Until a Service Book with music appears, the Parish Priest should teach the young people as many hymns as possible in the language of the Parish (Arabic, Greek, Slavic, or whatever the language may be). It is very bad indeed for the different Parishes to sing different English translations instead of waiting for a standard English text approved for permanent use. Anyone who has even a slight understanding of our Orthodox Church must know that our Church Services cannot go on without the original languages, and must realize that a Parish will surely die if its young people are not taught to sing in the language of their parents. A standard English translation, prepared at the University of Buffalo and accompanied by the necessary music, is ready for publication; but even when it appears many things will still need to be done in the original languages. To translate all our Service Books into English suitable for public worship, and suitable for singing, will take years of work. Meanwhile our young people must learn to sing in the original languages as well as in English. They should learn to sing in English only such things as have been approved by proper authority as suitable to remain in permanent use everywhere.
The program for Sunday School leaves little time for instruction in singing. Occasionally the Assembly period may be so used, but singing is so important in our Orthodox Church that it really deserves and requires to be developed in a program of its own entirely separate from that of the Sunday School. Accordingly, in every Parish at least one evening a week regularly should be set aside for instruction in music.
We must not forget that our Orthodox Tradition forbids the use of musical instruments in Church Services. This is a rule which we should be very glad to obey, for obedience to it brings rich reward. No Parish that uses an organ or any other musical instruments in its services can ever have good singing. The use of a piano or organ to help people learn to sing something that is new to them is often good, and sometimes is even necessary. But it is one thing to use the piano for teaching, and quite another thing to get people into the habit of depending upon the piano so much that they cannot sing without it. Far better to teach without a piano or organ at all than to develop a habit of dependence upon an accompanying instrument. One of the greatest glories of our Orthodox Church is our music, all of it composed for singing and none of it intended for any musical instrument. Our children inherit with their Orthodox Catholic religion the grandest music ever heard on earth; and they should begin to know the delights of that inheritance as early in life as possible.
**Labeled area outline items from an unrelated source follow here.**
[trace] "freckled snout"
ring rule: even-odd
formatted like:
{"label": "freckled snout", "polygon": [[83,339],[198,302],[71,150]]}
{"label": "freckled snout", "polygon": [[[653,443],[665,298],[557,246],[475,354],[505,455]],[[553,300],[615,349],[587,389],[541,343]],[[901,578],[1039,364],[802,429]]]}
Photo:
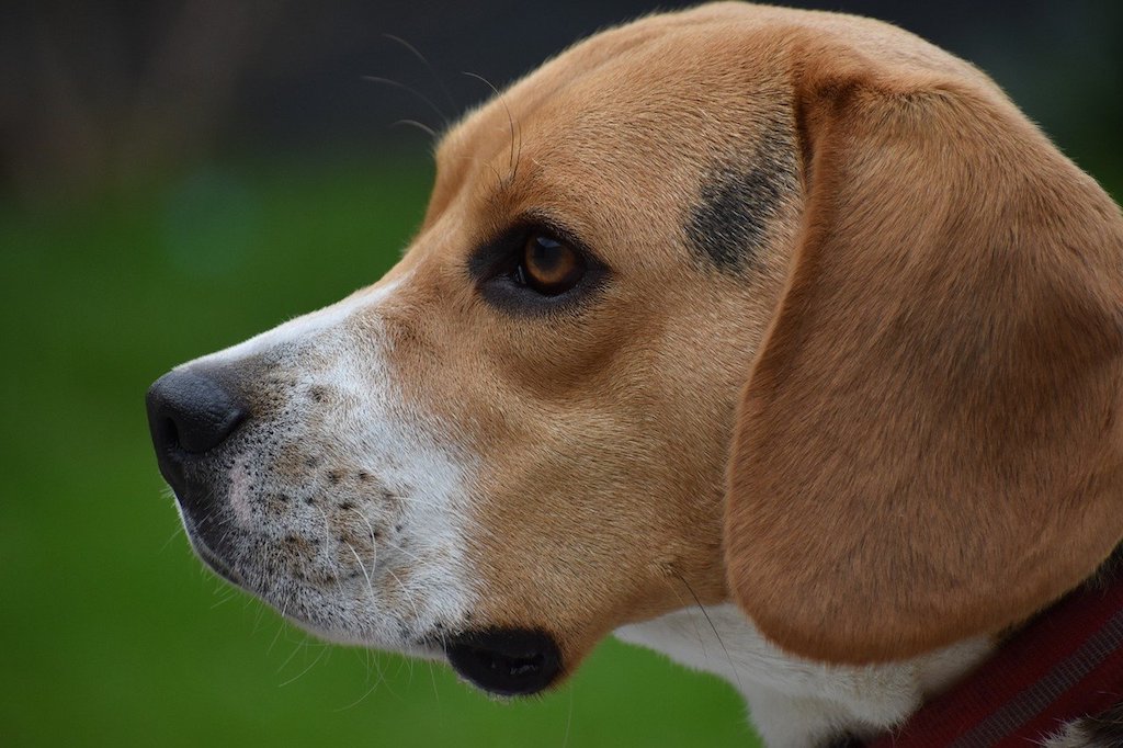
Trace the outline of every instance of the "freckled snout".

I’ve been looking through a borrowed copy of Fr. Michael Gelsinger’s Orthodox Hymns in English, published by the Antiochian Archdiocese in 1939. This is a significant work, and Gelsinger’s hymns are still used to this day. I’ll write more about this book in the future, but I found the following paragraph, from the Introduction, to be especially interesting:
Other religions in America have hymnbooks containing six hundred or more melodies; Orthodoxy in English, though rightfully heir to the grandest and richest score of music in existence, would only with difficulty command as many as fifty melodies. Our lack of Orthodox hymns that can be sung in English has already encouraged the use of substitutes: rumor tells of Parishes that use Protestant hymnbooks, — in one case, at least, the Billy Sunday collection; and in another a book of “Pentecostal Hymns.” Can we calmly face a future which might add “Brighten the Corner Where You Are” and “Beautiful Isle of Somewhere” to the treasures of Orthodox devotion?
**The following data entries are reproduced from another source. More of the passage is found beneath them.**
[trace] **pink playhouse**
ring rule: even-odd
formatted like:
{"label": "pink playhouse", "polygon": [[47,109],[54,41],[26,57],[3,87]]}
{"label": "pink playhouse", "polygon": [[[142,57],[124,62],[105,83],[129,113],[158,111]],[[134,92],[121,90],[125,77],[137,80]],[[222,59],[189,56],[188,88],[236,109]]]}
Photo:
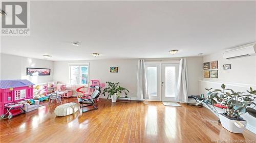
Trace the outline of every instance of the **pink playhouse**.
{"label": "pink playhouse", "polygon": [[5,104],[33,98],[33,85],[26,79],[0,80],[1,115],[5,113]]}

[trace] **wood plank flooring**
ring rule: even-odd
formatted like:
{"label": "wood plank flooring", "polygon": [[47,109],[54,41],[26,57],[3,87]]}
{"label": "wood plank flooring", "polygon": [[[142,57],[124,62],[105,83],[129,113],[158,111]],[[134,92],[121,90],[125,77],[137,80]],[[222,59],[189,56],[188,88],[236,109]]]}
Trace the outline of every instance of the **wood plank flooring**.
{"label": "wood plank flooring", "polygon": [[[76,98],[63,102],[77,102]],[[54,115],[60,104],[1,121],[1,142],[255,142],[245,130],[232,133],[204,107],[164,106],[160,102],[112,103],[100,99],[98,109],[63,117]]]}

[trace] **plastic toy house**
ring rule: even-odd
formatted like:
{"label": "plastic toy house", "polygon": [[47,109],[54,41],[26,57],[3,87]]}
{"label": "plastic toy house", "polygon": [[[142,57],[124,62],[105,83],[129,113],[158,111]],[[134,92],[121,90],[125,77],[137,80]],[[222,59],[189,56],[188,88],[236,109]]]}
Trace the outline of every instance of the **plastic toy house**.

No, Gelsinger answers: “It is, of course, as unthinkable as it is unnecessary that we should permit any such development.” His answer? Translate Orthodox music from all the traditions — Greek, Russian, Antiochian, Bulgarian, Romanian, etc. — into the English language.
Every tradition of our Orthodox music should find a home in every Parish in America; for American Orthodoxy inherits the music of every national Orthodox Church abroad. It is usual to say that our children will all be Americans together; but that is only one face of the truth. It is equally true that each of our children as an Orthodox Christian is as much Russian as he is Greek, as much Greek as he is Syrian, as much Syrian as he is Bulgarian or Rumanian: for he is the rightful heir of everything Orthodox that has ever entered this country.
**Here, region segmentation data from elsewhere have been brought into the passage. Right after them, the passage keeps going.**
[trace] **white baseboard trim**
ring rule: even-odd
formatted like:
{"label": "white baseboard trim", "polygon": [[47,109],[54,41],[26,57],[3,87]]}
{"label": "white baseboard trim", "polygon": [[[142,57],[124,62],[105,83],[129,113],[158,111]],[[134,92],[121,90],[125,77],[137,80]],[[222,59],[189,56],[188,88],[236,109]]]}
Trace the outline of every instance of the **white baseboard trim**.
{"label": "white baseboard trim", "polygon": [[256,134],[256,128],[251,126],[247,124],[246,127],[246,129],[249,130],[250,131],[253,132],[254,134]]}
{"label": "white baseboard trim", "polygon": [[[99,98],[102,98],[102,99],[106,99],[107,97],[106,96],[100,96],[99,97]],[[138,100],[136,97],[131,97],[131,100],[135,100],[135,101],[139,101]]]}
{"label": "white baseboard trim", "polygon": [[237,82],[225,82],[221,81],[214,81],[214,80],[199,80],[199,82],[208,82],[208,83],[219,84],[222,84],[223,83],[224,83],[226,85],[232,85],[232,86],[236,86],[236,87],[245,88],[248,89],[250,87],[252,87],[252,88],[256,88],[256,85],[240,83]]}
Here, Gelsinger sounds a lot like Fr. Ingram Nathaniel Irvine and Fr. Leonid Turkevich before him, and like countless people today. But back in 1939, Gelsinger’s views were pretty cutting-edge. They had a substantial influence on the development of American Orthodoxy in the decades that followed.
Last week, I wrote about the introduction of organs into Greek churches in America, but I didn’t really know why they were introduced. Thanks to David Mastroberte, we now have a plausible explanation: someone specifically set out to popularize organ music.
That man was George Anastassiou. Courtesy of Mr. Mastroberte, here are Anastasiou’s own words, from a Greek hymnal called Αρμονικη Λειτουργικη Υμνωδια (published 1944, reprinted 1960):
I am convinced that I first introduced the organ in our Churches in America with the musical cooperation of ever-memorable artist and musical [sic] Spyridon Saphrides upon my arrival in America and my appointment as precentor-choir leader of the Greek Church of St. Sophia in Washington at the time of the progress and reformatory presidency of Mr. T. H. Theotokatos, lawyer and at that time teacher of this community in the year 1921. Later I introduced it also in New York and in other places by special musical-historic lectures, descriptions in our Greek press, and by special teaching in the choirs of our communities, which I formed, and lately in the beloved Greek city of Florida, Tarpon Springs, where there is played today, in that very beautiful cathedral church of America (as it is called today by all the Greeks and Americans by reason of the Pan-American celebration of Theophany services every year) an organ of great value electrically, microphonically, megaphonically, and with chimes, on the great singing tower, the bell tower of about 100 feet in height of this Greek Church of St. Nicholas in Florida, called the Greek singing Tower of America.
And thus, and in time, the organ of Greek invention became the valuable leader and coadjutor of our choirs and in America for the elevation of the Divine Worship and for our reunion through our choirs (which, I am convinced, I first introduced in America), with the ancient Greek Byzantine greatness of our church.
This makes sense. Anastassiou mentions the musician Spyridon Safridis, who, according to Nicholas Prevas, was hired to be the first musical director of Annunciation Church in Baltimore and introduced “European music” into that church.
The Anastassiou story suggests that parishes weren’t necessarily trying to just Americanize by adding an organ — they were also trying to be more “Byzantine,” at least according to Anastassiou’s interpretation of history. David Mastroberte writes, “In earlier paragraphs, Anastassiou claims that the organ was invented by Greeks at Alexandria, was used in the ‘Hebrew church’ and was even employed by such great saints as Athanasius and Basil the Great. He also mentions its use in the narthex of Hagia Sophia, and its subsequent introduction into the West via Byzantium.”
I’d love to learn more about Anastassiou, Safridis, and their efforts to spread organ music in Greek churches. All this was taking place during the 1920s — the era of the Royalist / Venizelist and Old / New Calendarist schisms among Greek Americans. If I may hazard a guess, I’d say that the Venizelists were more inclined to adopt the organ, and the Royalists were more likely to resist it. But I don’t know for sure. It would also be interesting to know whether there was any connection between Anastasiou’s efforts in 1920s America and Abp Athenagoras’ introduction of organ music on Corfu at the same time — that is, did Anastassiou inspire Athenagoras in Corfu, or were the two unconnected until Athenagoras came to America?
Many, many thanks to Mr. Mastroberte for providing this information.